1. Penyewa tidak diperbolehkan mengulang sewakan barang yang disewa. 2. Penyewa tidak diperbolehkan melepaskan sewanya kepada orang lain. Ada perbedaan antara mengulang sewakan dengan melepas sewa, yaitu :



1. Dalam hal mengulang sewakan, penyewa barang bertindak sendiri sebagai pihak dalam perjanjian sewa menyewa kedua yang diadakan olehnya dengan pihak ketiga.

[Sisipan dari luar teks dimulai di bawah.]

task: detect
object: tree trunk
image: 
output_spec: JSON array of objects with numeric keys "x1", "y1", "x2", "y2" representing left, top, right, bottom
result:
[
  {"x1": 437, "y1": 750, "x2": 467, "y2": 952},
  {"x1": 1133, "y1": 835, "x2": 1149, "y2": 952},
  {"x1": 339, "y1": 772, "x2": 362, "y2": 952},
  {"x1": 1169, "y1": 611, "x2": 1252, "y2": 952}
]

2. Dalam hal melepas sewanya, penyewa mengundurkan diri dari penyewa, sehingga pihak ketiga langsung berhadapan dengan pihak yang menyewakan. Pasal 1559 KUHPerdata menyebutkan bahwa penyewa diperbolehkan menyewa rumah yang menjadi tempat tinggalnya sebagian kepada orang lain, kecuali kekuasaan tersebut telah dilarang dalam perjanjian sewa menyewa. Perjanjian sewa menyewa tidak berakhir dengan dijualnya barang yang disewa, kecuali telah diperjanjikan sebelumnya (pasal 1576 KUH. Perdata). Demikian pula apabila pemilik atau yang menyewakan menghibahkan barang yang menjadi obyek sewa kepada seseorang, maka penghibahan juga tidak mengakhiri sewa menyewa. Artinya penerima hibah harus menunggu sampai dengan masa sewa berakhir. Pasal 1579 KUHPerdata juga melindungi penyewa dari maksud yang menyewakan untuk memakai barang yang disewakan.Yang dimaksud dengan risiko adalah kewajiban menanggung kerugian jika terjadi keadaan memaksa (overmacht). Risiko dalam perjanjian sewa menyewa diatur dalam Pasal 1553. KUH. Perdata yang membagi atas 2 kriteria, yaitu :



a. Apabila barang yang disewa musnah secara keseluruhan, maka perjanjian sewa menyewa gugur demi hukum. Maksudnya risiko ada pada pihak yang menyewakan sebagai pemilik benda yang telah musnah.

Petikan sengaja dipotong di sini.